My area is parallel computing, which studies the use of multiple processors to cooperatively solve problems. Parallelism can be used to solve problems faster, to solve larger problems or to solve problems more accurately. We are seeing a dramatic shift towards parallel computing and it will become essential in industry and science to remain competitive. I work on MPI middleware and in particular the problem of hiding communication latency. Exposing parallelism and latency tolerance go hand in hand and these two concepts are fundamental to portability and scalability of message-passing programs. Advances in networking has now made a "compute-anywhere" model attractive and my most recent work on MPI middleware has been on commodity networks using standardized transport protocols.
If you are interested in grad school and working with me in this area please make sure you submit your application for admission to graduate studies (see department website www.cs.ubc.ca). The usual time for admission is in December, applications are reviewed in the spring with offers going out at that time. If you are an undergraduate student interested in these topics come see me. I very open to single projects and group projects having to do with parallelism, cluster computing, and analytics.
FG-MPI is an ongoing project with Dr. H. Kamal, now at LUMS. .
a version of MPI that extends the MPICH2 middleware with added concurrency; making it possible to execute several MPI processors inside a single OS-process. The FG-MPI project builds upon prior expertise we had with the MPI middleware, namely the design of MPI middleware for the SCTP. SCTP is a new transport protocol with features that make it well-suited for MPI. More information about the FG-MPI project can be found in the following location. (read about our latest work on scaling to 100 Million MPI processes with FG-MPI here )
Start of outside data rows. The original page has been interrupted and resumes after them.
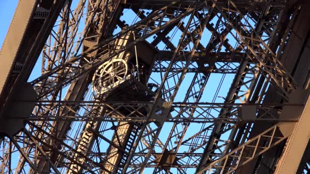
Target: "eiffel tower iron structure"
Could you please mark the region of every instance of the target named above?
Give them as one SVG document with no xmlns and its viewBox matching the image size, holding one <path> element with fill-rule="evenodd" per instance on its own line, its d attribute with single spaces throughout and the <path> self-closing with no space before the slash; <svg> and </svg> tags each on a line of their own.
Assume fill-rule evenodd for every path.
<svg viewBox="0 0 310 174">
<path fill-rule="evenodd" d="M 1 173 L 310 173 L 307 0 L 19 0 Z"/>
</svg>

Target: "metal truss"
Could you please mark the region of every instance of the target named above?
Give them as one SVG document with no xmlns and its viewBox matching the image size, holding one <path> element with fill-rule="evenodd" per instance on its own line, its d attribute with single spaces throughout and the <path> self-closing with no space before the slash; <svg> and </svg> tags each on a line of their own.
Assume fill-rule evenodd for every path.
<svg viewBox="0 0 310 174">
<path fill-rule="evenodd" d="M 280 115 L 303 106 L 287 102 L 296 83 L 281 62 L 286 5 L 67 1 L 38 48 L 41 73 L 29 83 L 38 97 L 18 101 L 34 108 L 1 136 L 0 172 L 236 171 L 289 138 L 280 127 L 299 120 Z M 102 95 L 94 74 L 112 62 L 115 81 L 120 60 L 130 74 Z M 271 85 L 278 102 L 265 102 Z M 259 123 L 272 126 L 250 137 Z"/>
<path fill-rule="evenodd" d="M 279 125 L 276 125 L 256 137 L 249 140 L 225 156 L 206 166 L 198 173 L 219 172 L 230 173 L 252 159 L 281 142 L 290 135 L 276 135 L 279 134 Z"/>
</svg>

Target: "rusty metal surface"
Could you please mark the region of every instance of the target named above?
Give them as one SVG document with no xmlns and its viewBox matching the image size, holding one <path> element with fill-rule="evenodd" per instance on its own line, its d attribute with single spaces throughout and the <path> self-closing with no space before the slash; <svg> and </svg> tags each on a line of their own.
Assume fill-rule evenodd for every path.
<svg viewBox="0 0 310 174">
<path fill-rule="evenodd" d="M 304 1 L 25 5 L 0 53 L 0 172 L 307 170 Z"/>
</svg>

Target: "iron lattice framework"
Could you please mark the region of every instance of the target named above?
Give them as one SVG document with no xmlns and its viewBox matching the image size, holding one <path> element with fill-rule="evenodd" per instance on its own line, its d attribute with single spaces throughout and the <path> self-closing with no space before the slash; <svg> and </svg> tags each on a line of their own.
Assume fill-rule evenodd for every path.
<svg viewBox="0 0 310 174">
<path fill-rule="evenodd" d="M 2 136 L 2 173 L 236 172 L 290 139 L 298 119 L 282 111 L 303 105 L 281 57 L 297 7 L 41 1 L 34 19 L 58 16 L 28 80 L 36 99 L 19 101 L 34 108 Z"/>
</svg>

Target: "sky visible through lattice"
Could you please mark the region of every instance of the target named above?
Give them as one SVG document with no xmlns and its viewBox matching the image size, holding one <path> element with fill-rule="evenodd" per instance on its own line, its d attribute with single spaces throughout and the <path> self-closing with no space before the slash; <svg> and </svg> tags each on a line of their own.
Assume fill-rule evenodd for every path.
<svg viewBox="0 0 310 174">
<path fill-rule="evenodd" d="M 2 45 L 3 43 L 5 35 L 7 32 L 9 25 L 14 14 L 15 9 L 17 5 L 17 0 L 5 0 L 0 1 L 0 19 L 2 21 L 2 26 L 0 27 L 0 45 Z M 77 1 L 73 1 L 72 6 L 74 6 L 74 5 L 76 5 L 77 2 Z M 145 10 L 145 13 L 150 12 L 150 11 L 147 11 L 147 10 Z M 185 22 L 185 24 L 188 20 L 189 18 L 189 17 L 186 17 L 184 20 L 183 22 Z M 140 20 L 139 18 L 137 17 L 136 14 L 134 12 L 133 12 L 132 10 L 130 9 L 125 9 L 124 10 L 123 15 L 121 16 L 120 19 L 121 20 L 124 20 L 126 22 L 126 24 L 127 24 L 128 25 L 131 25 L 133 23 L 134 23 L 135 22 L 136 22 L 137 21 Z M 84 21 L 82 22 L 82 24 L 83 22 Z M 212 22 L 213 22 L 213 24 L 215 25 L 215 23 L 216 22 L 216 21 L 212 21 Z M 81 27 L 81 28 L 79 28 L 79 31 L 80 32 L 82 32 L 83 27 L 84 27 L 84 26 L 82 26 L 82 27 Z M 119 32 L 120 30 L 121 29 L 119 27 L 117 27 L 117 28 L 115 30 L 114 34 L 115 34 Z M 170 41 L 173 44 L 173 45 L 176 46 L 177 45 L 177 43 L 179 41 L 179 39 L 181 35 L 182 32 L 177 28 L 175 27 L 168 35 L 168 36 L 170 37 Z M 205 32 L 202 35 L 201 40 L 200 41 L 200 43 L 201 43 L 201 44 L 204 46 L 206 46 L 209 41 L 211 36 L 211 33 L 209 31 L 208 31 L 208 30 L 205 30 Z M 230 44 L 232 46 L 234 46 L 236 44 L 236 41 L 234 41 L 235 39 L 232 37 L 232 36 L 231 36 L 230 34 L 229 34 L 227 36 L 227 38 L 230 41 L 229 42 Z M 149 42 L 151 42 L 153 39 L 152 38 L 152 36 L 151 36 L 147 39 L 146 39 L 146 40 Z M 165 45 L 162 42 L 161 42 L 158 45 L 158 48 L 159 50 L 166 50 L 165 48 Z M 222 48 L 221 51 L 225 51 L 224 47 Z M 79 53 L 81 53 L 81 50 Z M 41 72 L 41 59 L 42 55 L 40 55 L 37 61 L 37 63 L 36 64 L 35 68 L 34 68 L 33 72 L 32 73 L 31 76 L 29 79 L 29 81 L 31 81 L 32 80 L 35 79 L 36 77 L 40 76 Z M 185 76 L 185 78 L 184 79 L 184 80 L 183 81 L 180 86 L 180 89 L 178 91 L 177 95 L 176 96 L 174 101 L 183 102 L 184 101 L 184 98 L 186 92 L 187 91 L 188 87 L 191 82 L 192 79 L 193 78 L 193 75 L 194 73 L 187 74 Z M 230 87 L 235 75 L 235 74 L 212 73 L 209 78 L 208 83 L 206 83 L 206 85 L 204 89 L 204 91 L 202 96 L 201 99 L 200 100 L 200 102 L 213 102 L 216 103 L 225 102 L 225 98 L 227 96 L 227 92 L 229 90 L 229 88 Z M 154 80 L 152 80 L 153 81 L 152 81 L 152 82 L 156 82 L 158 83 L 160 83 L 161 81 L 159 73 L 152 73 L 151 76 L 151 77 L 152 79 L 154 79 Z M 150 80 L 152 81 L 152 80 Z M 63 90 L 63 94 L 62 94 L 62 96 L 65 96 L 66 90 L 68 89 L 68 86 L 64 88 Z M 86 98 L 87 98 L 87 97 Z M 188 101 L 192 102 L 192 101 Z M 238 101 L 236 102 L 238 102 Z M 80 112 L 82 112 L 82 111 L 80 111 Z M 189 126 L 189 128 L 188 128 L 188 131 L 186 134 L 185 134 L 184 139 L 186 139 L 187 138 L 192 136 L 193 135 L 198 132 L 200 130 L 202 124 L 202 123 L 191 123 Z M 208 126 L 211 123 L 208 123 L 206 124 L 206 125 Z M 163 128 L 162 130 L 161 133 L 159 136 L 159 139 L 163 142 L 164 144 L 165 143 L 165 141 L 166 141 L 166 139 L 167 139 L 167 137 L 168 136 L 168 133 L 170 132 L 172 125 L 173 123 L 166 123 L 164 124 Z M 75 126 L 75 127 L 72 127 L 71 130 L 70 131 L 71 132 L 74 132 L 74 131 L 76 131 L 77 132 L 81 131 L 81 126 L 83 125 L 75 124 L 74 125 L 76 126 Z M 229 136 L 229 131 L 226 132 L 222 136 L 221 139 L 227 139 L 228 136 Z M 104 135 L 108 138 L 111 138 L 113 135 L 112 134 L 112 133 L 109 133 L 109 132 L 107 132 L 105 133 Z M 220 144 L 220 143 L 221 142 L 219 142 L 219 144 Z M 102 147 L 100 147 L 100 148 L 102 148 L 102 149 L 105 149 L 105 148 L 106 149 L 107 148 L 107 143 L 102 143 Z M 178 152 L 181 153 L 186 150 L 188 150 L 186 149 L 185 147 L 181 146 Z M 158 148 L 156 148 L 155 151 L 157 153 L 161 152 L 161 150 Z M 197 151 L 196 152 L 202 153 L 203 149 L 200 149 L 200 151 Z M 16 158 L 18 158 L 18 157 L 16 157 Z M 17 162 L 17 159 L 16 159 L 16 160 L 14 160 L 14 161 Z M 149 170 L 151 170 L 151 169 L 146 169 L 145 173 L 148 173 L 147 171 L 149 171 Z M 177 170 L 175 168 L 172 168 L 171 169 L 171 171 L 173 173 L 176 173 L 177 172 Z M 187 172 L 188 172 L 188 173 L 192 173 L 194 172 L 194 169 L 188 169 L 187 170 Z"/>
</svg>

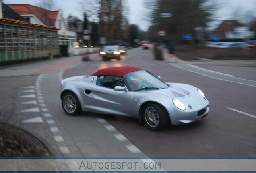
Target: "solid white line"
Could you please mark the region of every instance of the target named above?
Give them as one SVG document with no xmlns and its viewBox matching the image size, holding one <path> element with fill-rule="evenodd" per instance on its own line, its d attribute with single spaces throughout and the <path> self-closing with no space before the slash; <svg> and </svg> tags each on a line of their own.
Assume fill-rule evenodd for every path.
<svg viewBox="0 0 256 173">
<path fill-rule="evenodd" d="M 212 70 L 207 70 L 204 68 L 202 68 L 199 67 L 198 67 L 197 66 L 196 66 L 194 65 L 192 65 L 192 64 L 188 64 L 189 66 L 191 66 L 195 68 L 198 68 L 200 70 L 203 70 L 203 71 L 205 71 L 206 72 L 210 72 L 213 73 L 215 73 L 218 74 L 220 74 L 220 75 L 223 75 L 223 76 L 232 76 L 232 77 L 235 77 L 235 76 L 234 76 L 234 75 L 230 75 L 230 74 L 226 74 L 225 73 L 222 73 L 221 72 L 216 72 L 216 71 L 212 71 Z"/>
<path fill-rule="evenodd" d="M 170 64 L 172 65 L 173 65 L 173 66 L 175 66 L 175 67 L 176 67 L 177 68 L 180 68 L 180 69 L 181 69 L 181 70 L 186 70 L 186 71 L 189 71 L 189 72 L 194 72 L 195 73 L 197 73 L 197 74 L 201 74 L 201 75 L 203 75 L 203 76 L 206 76 L 206 77 L 210 77 L 210 78 L 215 78 L 215 79 L 219 80 L 223 80 L 223 81 L 227 81 L 227 82 L 233 82 L 233 83 L 238 83 L 238 84 L 244 84 L 245 85 L 249 86 L 254 86 L 254 87 L 256 86 L 255 86 L 255 85 L 250 85 L 250 84 L 246 84 L 246 83 L 244 83 L 235 82 L 235 81 L 232 81 L 231 80 L 227 80 L 223 79 L 221 79 L 221 78 L 216 78 L 216 77 L 213 77 L 213 76 L 209 76 L 209 75 L 206 75 L 206 74 L 202 74 L 202 73 L 200 73 L 200 72 L 194 72 L 194 71 L 192 71 L 192 70 L 189 70 L 185 69 L 184 68 L 182 68 L 182 67 L 180 67 L 177 66 L 177 65 L 174 64 Z M 240 78 L 236 78 L 236 77 L 231 77 L 233 78 L 237 78 L 237 79 L 240 79 L 240 80 L 246 80 L 246 81 L 251 81 L 251 82 L 252 82 L 252 82 L 254 82 L 254 80 L 247 80 L 247 79 L 241 79 Z"/>
<path fill-rule="evenodd" d="M 242 111 L 239 111 L 238 110 L 236 110 L 236 109 L 234 109 L 228 107 L 227 107 L 227 108 L 228 109 L 231 110 L 232 111 L 235 111 L 236 112 L 239 112 L 239 113 L 242 113 L 243 114 L 244 114 L 245 115 L 248 115 L 248 116 L 249 116 L 250 117 L 252 117 L 256 118 L 256 116 L 254 116 L 254 115 L 252 115 L 247 113 L 245 113 L 244 112 L 242 112 Z"/>
</svg>

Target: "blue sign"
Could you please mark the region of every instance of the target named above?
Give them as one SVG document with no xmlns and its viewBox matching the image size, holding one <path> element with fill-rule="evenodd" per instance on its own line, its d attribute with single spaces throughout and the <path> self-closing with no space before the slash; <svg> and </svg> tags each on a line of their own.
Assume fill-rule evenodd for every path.
<svg viewBox="0 0 256 173">
<path fill-rule="evenodd" d="M 221 40 L 221 36 L 218 35 L 214 35 L 213 38 L 213 41 L 216 42 L 220 42 Z"/>
<path fill-rule="evenodd" d="M 186 34 L 183 35 L 183 39 L 185 40 L 192 40 L 192 34 Z"/>
</svg>

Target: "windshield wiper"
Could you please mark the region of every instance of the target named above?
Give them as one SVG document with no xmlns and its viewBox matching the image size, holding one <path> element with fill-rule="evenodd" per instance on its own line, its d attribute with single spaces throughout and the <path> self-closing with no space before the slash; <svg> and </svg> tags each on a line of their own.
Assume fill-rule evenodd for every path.
<svg viewBox="0 0 256 173">
<path fill-rule="evenodd" d="M 134 91 L 141 91 L 141 90 L 147 90 L 147 89 L 163 89 L 163 88 L 161 88 L 159 86 L 154 86 L 154 87 L 146 87 L 145 88 L 141 88 L 140 89 L 138 89 L 136 90 L 135 90 Z"/>
</svg>

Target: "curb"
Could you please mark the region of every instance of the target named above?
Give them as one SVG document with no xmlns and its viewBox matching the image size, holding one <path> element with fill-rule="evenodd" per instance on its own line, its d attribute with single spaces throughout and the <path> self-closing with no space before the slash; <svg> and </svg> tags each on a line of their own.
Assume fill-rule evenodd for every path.
<svg viewBox="0 0 256 173">
<path fill-rule="evenodd" d="M 47 148 L 47 149 L 49 150 L 50 153 L 51 153 L 52 155 L 54 157 L 62 157 L 62 155 L 57 148 L 53 144 L 51 143 L 50 141 L 41 135 L 39 135 L 33 131 L 32 130 L 26 127 L 21 127 L 19 125 L 14 126 L 10 125 L 9 125 L 14 126 L 22 130 L 25 131 L 25 132 L 31 134 L 35 138 L 37 138 L 42 143 L 43 143 L 43 144 L 46 147 L 46 148 Z"/>
</svg>

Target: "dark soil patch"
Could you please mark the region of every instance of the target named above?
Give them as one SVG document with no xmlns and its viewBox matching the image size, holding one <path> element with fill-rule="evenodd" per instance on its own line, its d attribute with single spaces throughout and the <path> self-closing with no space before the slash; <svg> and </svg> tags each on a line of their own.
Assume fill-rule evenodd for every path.
<svg viewBox="0 0 256 173">
<path fill-rule="evenodd" d="M 28 132 L 0 123 L 0 157 L 52 157 L 47 148 Z"/>
</svg>

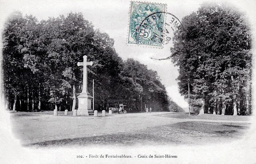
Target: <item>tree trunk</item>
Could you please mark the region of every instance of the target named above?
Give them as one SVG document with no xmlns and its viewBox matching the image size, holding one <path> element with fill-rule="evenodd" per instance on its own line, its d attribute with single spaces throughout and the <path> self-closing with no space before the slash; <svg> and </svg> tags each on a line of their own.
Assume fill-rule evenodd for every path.
<svg viewBox="0 0 256 164">
<path fill-rule="evenodd" d="M 220 115 L 220 101 L 217 102 L 217 114 Z"/>
<path fill-rule="evenodd" d="M 211 106 L 210 104 L 208 105 L 208 114 L 211 114 Z"/>
<path fill-rule="evenodd" d="M 40 88 L 41 87 L 41 83 L 39 83 L 39 91 L 38 92 L 38 111 L 41 111 L 41 91 L 40 91 Z"/>
<path fill-rule="evenodd" d="M 28 111 L 29 111 L 29 90 L 28 87 Z"/>
<path fill-rule="evenodd" d="M 20 110 L 21 110 L 22 108 L 21 108 L 21 100 L 20 99 L 20 96 L 19 96 L 19 100 L 20 101 Z"/>
<path fill-rule="evenodd" d="M 233 109 L 234 110 L 234 114 L 233 115 L 237 115 L 237 109 L 236 109 L 236 96 L 234 96 L 234 99 L 233 99 Z"/>
<path fill-rule="evenodd" d="M 248 101 L 249 99 L 249 95 L 248 94 L 246 94 L 245 95 L 245 97 L 246 97 L 246 113 L 245 113 L 245 115 L 247 116 L 248 115 L 249 115 L 249 101 Z"/>
<path fill-rule="evenodd" d="M 225 115 L 225 111 L 226 111 L 226 104 L 225 103 L 222 103 L 222 111 L 221 112 L 221 115 Z"/>
<path fill-rule="evenodd" d="M 214 100 L 214 106 L 213 107 L 213 112 L 212 112 L 212 114 L 216 115 L 216 106 L 217 105 L 216 103 L 216 100 L 215 99 Z"/>
<path fill-rule="evenodd" d="M 35 104 L 34 104 L 34 92 L 33 90 L 32 90 L 32 95 L 31 96 L 32 97 L 32 111 L 34 111 Z"/>
<path fill-rule="evenodd" d="M 65 109 L 68 109 L 68 91 L 67 90 L 67 89 L 66 89 L 66 107 L 65 107 Z"/>
<path fill-rule="evenodd" d="M 73 104 L 72 105 L 72 111 L 76 109 L 76 88 L 75 85 L 73 85 Z"/>
<path fill-rule="evenodd" d="M 14 97 L 14 103 L 13 104 L 13 108 L 12 108 L 12 111 L 15 111 L 16 109 L 16 102 L 17 102 L 17 94 L 15 94 L 15 97 Z"/>
<path fill-rule="evenodd" d="M 202 105 L 201 107 L 201 109 L 199 112 L 198 115 L 202 115 L 204 114 L 204 100 L 203 99 L 202 101 Z"/>
<path fill-rule="evenodd" d="M 5 110 L 9 110 L 9 98 L 7 97 L 7 98 L 6 99 L 6 101 L 5 102 Z"/>
</svg>

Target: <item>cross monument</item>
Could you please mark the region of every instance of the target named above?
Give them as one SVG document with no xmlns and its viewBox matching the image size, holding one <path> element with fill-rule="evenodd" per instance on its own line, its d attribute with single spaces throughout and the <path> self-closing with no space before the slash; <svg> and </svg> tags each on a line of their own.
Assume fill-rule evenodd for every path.
<svg viewBox="0 0 256 164">
<path fill-rule="evenodd" d="M 83 56 L 84 61 L 78 62 L 78 66 L 83 66 L 83 89 L 79 95 L 77 97 L 78 99 L 78 108 L 77 109 L 77 115 L 89 115 L 93 114 L 92 109 L 92 97 L 88 93 L 87 90 L 87 65 L 92 65 L 92 61 L 87 62 L 87 56 Z"/>
</svg>

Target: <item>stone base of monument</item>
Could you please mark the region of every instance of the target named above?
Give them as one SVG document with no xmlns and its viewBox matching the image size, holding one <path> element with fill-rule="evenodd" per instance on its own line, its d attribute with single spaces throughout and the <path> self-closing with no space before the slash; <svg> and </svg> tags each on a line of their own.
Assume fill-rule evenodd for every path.
<svg viewBox="0 0 256 164">
<path fill-rule="evenodd" d="M 105 110 L 103 110 L 102 113 L 102 117 L 106 116 L 106 111 Z"/>
<path fill-rule="evenodd" d="M 92 97 L 88 94 L 81 93 L 77 98 L 78 99 L 77 115 L 88 116 L 89 115 L 93 115 L 93 111 L 92 109 Z"/>
<path fill-rule="evenodd" d="M 66 109 L 65 110 L 65 112 L 64 113 L 64 115 L 68 115 L 68 109 Z"/>
<path fill-rule="evenodd" d="M 58 116 L 58 110 L 54 109 L 53 110 L 53 116 Z"/>
<path fill-rule="evenodd" d="M 74 111 L 73 111 L 73 116 L 77 116 L 77 110 L 74 110 Z"/>
<path fill-rule="evenodd" d="M 93 116 L 94 117 L 98 117 L 98 111 L 94 110 L 94 115 L 93 115 Z"/>
</svg>

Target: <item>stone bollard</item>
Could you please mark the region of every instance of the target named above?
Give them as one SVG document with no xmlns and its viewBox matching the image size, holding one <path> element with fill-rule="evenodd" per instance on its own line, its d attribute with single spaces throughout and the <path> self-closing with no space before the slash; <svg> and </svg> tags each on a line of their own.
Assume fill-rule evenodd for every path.
<svg viewBox="0 0 256 164">
<path fill-rule="evenodd" d="M 65 110 L 65 113 L 64 113 L 64 115 L 68 115 L 68 109 L 66 109 Z"/>
<path fill-rule="evenodd" d="M 104 110 L 102 111 L 102 117 L 106 116 L 106 111 Z"/>
<path fill-rule="evenodd" d="M 94 117 L 98 117 L 98 111 L 95 110 L 94 113 L 93 114 Z"/>
<path fill-rule="evenodd" d="M 77 110 L 73 111 L 73 116 L 77 116 Z"/>
<path fill-rule="evenodd" d="M 53 116 L 58 116 L 58 110 L 54 109 L 53 110 Z"/>
</svg>

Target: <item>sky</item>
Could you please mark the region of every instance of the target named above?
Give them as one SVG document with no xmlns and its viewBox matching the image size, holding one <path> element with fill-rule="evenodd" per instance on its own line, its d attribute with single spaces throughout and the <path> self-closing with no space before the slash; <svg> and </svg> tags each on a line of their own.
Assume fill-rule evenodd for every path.
<svg viewBox="0 0 256 164">
<path fill-rule="evenodd" d="M 167 11 L 180 20 L 193 11 L 196 12 L 202 2 L 150 1 L 153 3 L 166 4 Z M 254 5 L 251 5 L 249 1 L 234 2 L 239 4 L 242 10 L 248 10 L 255 15 L 254 4 Z M 176 80 L 178 75 L 178 68 L 174 66 L 170 59 L 159 61 L 150 58 L 170 56 L 172 43 L 164 45 L 162 49 L 127 45 L 130 4 L 129 0 L 1 0 L 0 13 L 2 16 L 4 16 L 0 17 L 0 22 L 3 22 L 6 17 L 14 10 L 20 11 L 24 15 L 32 14 L 39 21 L 47 19 L 49 17 L 56 17 L 61 14 L 67 16 L 71 12 L 82 12 L 86 20 L 92 22 L 95 29 L 98 28 L 114 38 L 115 49 L 124 60 L 132 58 L 147 65 L 148 68 L 156 71 L 169 97 L 180 106 L 187 109 L 188 104 L 179 93 L 178 81 Z"/>
</svg>

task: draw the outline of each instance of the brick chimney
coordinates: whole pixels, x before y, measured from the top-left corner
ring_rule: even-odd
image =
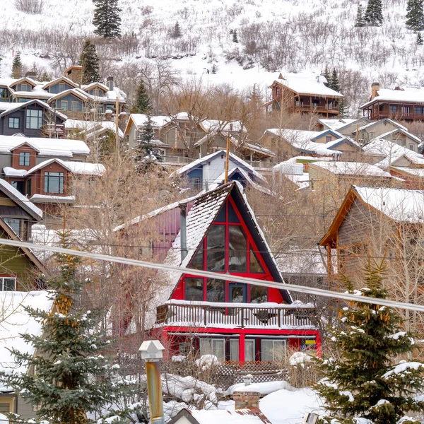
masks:
[[[257,386],[252,384],[253,377],[248,374],[243,377],[244,387],[240,387],[232,394],[235,409],[253,409],[259,407],[261,394]]]
[[[235,409],[252,409],[259,407],[261,394],[255,389],[252,384],[252,389],[249,387],[243,387],[232,394],[232,400],[235,402]]]
[[[379,83],[372,83],[371,84],[371,100],[375,99],[378,95],[377,92],[379,90]]]
[[[73,65],[65,71],[65,76],[81,86],[83,83],[83,67],[81,65]]]
[[[114,83],[113,83],[113,76],[108,76],[106,78],[106,85],[109,88],[109,91],[113,91]]]

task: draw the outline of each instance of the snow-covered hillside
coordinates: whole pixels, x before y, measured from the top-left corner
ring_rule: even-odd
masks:
[[[424,85],[424,46],[404,25],[406,3],[386,0],[381,28],[357,28],[358,2],[351,0],[120,0],[122,40],[117,46],[96,43],[107,59],[104,76],[146,58],[169,58],[182,78],[264,88],[275,77],[271,71],[335,67],[354,110],[374,81],[386,88]],[[1,6],[4,77],[10,75],[13,49],[22,51],[28,68],[36,63],[55,76],[93,36],[92,0],[45,0],[40,15],[17,11],[13,0],[2,0]],[[182,37],[173,39],[177,21]]]

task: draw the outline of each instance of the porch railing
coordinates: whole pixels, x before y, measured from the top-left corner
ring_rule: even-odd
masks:
[[[314,329],[313,306],[170,300],[158,308],[156,324],[191,327]]]

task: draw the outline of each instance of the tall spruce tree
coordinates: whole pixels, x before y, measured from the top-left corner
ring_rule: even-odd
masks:
[[[136,102],[134,105],[133,113],[144,113],[148,114],[152,109],[152,105],[150,101],[146,86],[143,80],[140,80],[137,87],[137,94],[136,96]]]
[[[64,231],[59,236],[61,247],[69,247],[69,232]],[[129,386],[116,382],[113,373],[117,367],[111,366],[103,356],[110,346],[96,330],[98,317],[74,307],[76,298],[86,284],[76,273],[79,258],[57,254],[55,260],[60,276],[48,283],[53,290],[54,310],[44,312],[26,309],[42,324],[40,336],[22,334],[25,342],[35,348],[37,355],[12,349],[17,363],[35,367],[37,372],[30,375],[3,372],[0,382],[30,405],[37,406],[39,420],[87,424],[87,413],[102,411],[124,394],[129,394]]]
[[[329,87],[334,90],[334,91],[340,93],[341,88],[340,83],[338,82],[338,76],[337,75],[337,71],[336,71],[335,68],[333,68],[333,71],[331,72],[331,83]]]
[[[406,25],[414,31],[424,30],[423,0],[408,0],[406,6]]]
[[[20,52],[17,52],[13,61],[12,62],[12,78],[22,78],[22,61],[20,60]]]
[[[317,360],[325,376],[315,385],[328,413],[324,420],[353,424],[362,418],[396,424],[406,413],[424,411],[423,396],[416,399],[424,383],[424,364],[394,364],[398,355],[411,353],[413,339],[401,331],[394,310],[360,301],[361,296],[386,298],[382,266],[367,267],[360,290],[353,290],[348,279],[345,283],[358,300],[341,309],[329,329],[334,357]]]
[[[95,6],[93,25],[95,34],[105,38],[116,38],[121,35],[121,9],[118,0],[93,0]]]
[[[83,66],[83,84],[90,84],[100,81],[99,57],[95,45],[90,40],[84,43],[80,57],[80,64]]]
[[[372,26],[379,26],[383,23],[382,0],[368,0],[364,20]]]
[[[358,11],[356,12],[356,21],[355,26],[357,28],[361,28],[365,25],[365,21],[364,19],[364,10],[360,3],[358,4]]]

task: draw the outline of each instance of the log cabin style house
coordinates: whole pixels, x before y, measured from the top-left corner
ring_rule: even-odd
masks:
[[[424,88],[380,88],[371,86],[370,100],[360,107],[363,116],[372,121],[384,118],[407,122],[424,120]]]
[[[280,74],[270,86],[272,100],[265,104],[273,110],[292,113],[317,113],[326,118],[338,118],[343,95],[326,85],[322,76]]]
[[[145,219],[162,235],[151,243],[153,257],[161,260],[165,250],[165,264],[222,274],[220,279],[182,272],[159,276],[166,284],[152,302],[157,310],[150,332],[166,341],[170,358],[199,352],[220,361],[273,361],[288,348],[307,346],[320,354],[312,307],[293,305],[283,288],[231,281],[233,275],[283,282],[239,183],[159,209],[116,230],[126,240],[131,228]]]

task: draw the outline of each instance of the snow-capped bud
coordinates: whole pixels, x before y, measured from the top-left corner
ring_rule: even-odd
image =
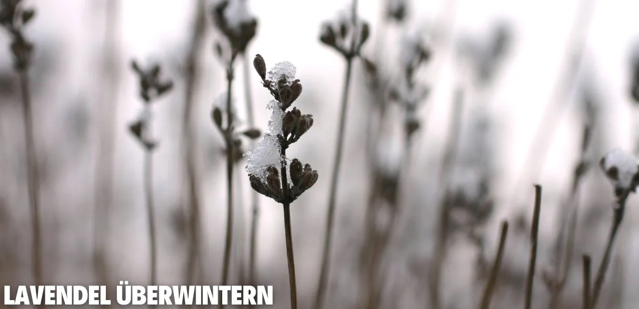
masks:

There are two main projects that are currently active. The first is the development of a parallel programming infrastructure to support interactive parallel data mining. This work is based on the premise that data mining is more effective when the user can participate in the discovery process and that the user must be part of the data mining loop to enable them to guide the process. However, data mining is both data and compute intensive and parallel computing, in particular cluster computing, is a useful tool to achieve the response times necessary to make this approach feasible. We have focused on three datamining activities: calculation of correlation matrices, datacube querying, and cluster analysis.
Our most recent work in this area has been in using correlation matrix calculation and stochastic search to cluster data for online exploration of large datasets. We are currently investigating the use of these techniques as a online financial analysis tool using stock market data. This is joint work with Camilo Rostoker and Holger Hoos.Past work has focused on robust correlation matrix calculation. We have implemented a version of parallel QC and a more robust technique based on Maronna's method. We have been able to obtain significant speed-ups in local area networks and compute clusters such as WestGRID. We have managed to effectively use almost 256 processors to calculate correlation matrices of up to 30,000 variables in several minutes. We are currently integrating our algorithm into a interactive tool to allow researchers to explore the correlations of large datasets There are two other important aspects to this project:
a) It is an open system to allow the addition of new tools and the ability for these tools to interact.
b) It supports the interactive mining of large datasets. A result of this goal is that the algorithms must at any time be able to respond with the "current best" result from the algorithm even after reading only a portion of the data. The user can adjust the response time of the algorithms to give partial results to make decisions on future explorations.
Currently we have a prototype of the tool running to support the three above mentioned datamining activities.
We were the first group to explore the use of SCTP (Stream Control Transport Protocol) for MPI (Message Passing Interface) middleware. SCTP is better suited for MPI because, unlike TCP, it is message-based and comes with many other features for multi-homing, multi-streaming and fault tolerance that does not exist in other transport protocols. This made it possible to push MPI functionality down to the transport layer and take advantage of the fault-tolerant and multi-streaming features of SCTP. This work introduced SCTP as an alternative to the commonly used TCP network interface.
Our work with Cisco and Argonne National Labs was instrumental in obtaining a Cisco University Research Award of $60,000 for research in using SCTP and MPI for cluster computing. This support allowed us to fully integrate our SCTP-based middleware into MPICH as part of its official release. In addition we have worked with Jeff Squyres group, who is the technical lead for the Open MPI project, to integrate SCTP into OpenMPI.
Our work also contributed to the development of SCTP. First, it provided a rich collection of programs (i.e. MPI programs) that could use SCTP. Second, it made aggressive use of SCTP features with large number of machines passing millions and millions messages. As a result, our middleware provided a good test environment for SCTP, which in turn led to improvements in the KAME-SCTP stack for FreeBSD (and Cisco IOS). Changes we suggested have already made their way into SCTP to become standardized by the IETF (Randall Stewart is the IETF lead for SCTP). The extension of KAME to user-space was part of B. Penoff’s PhD in collaboration with Michael Tuexen, Irene Ruengeler (who was a post-doc visitor in 2010) and H. Kamal.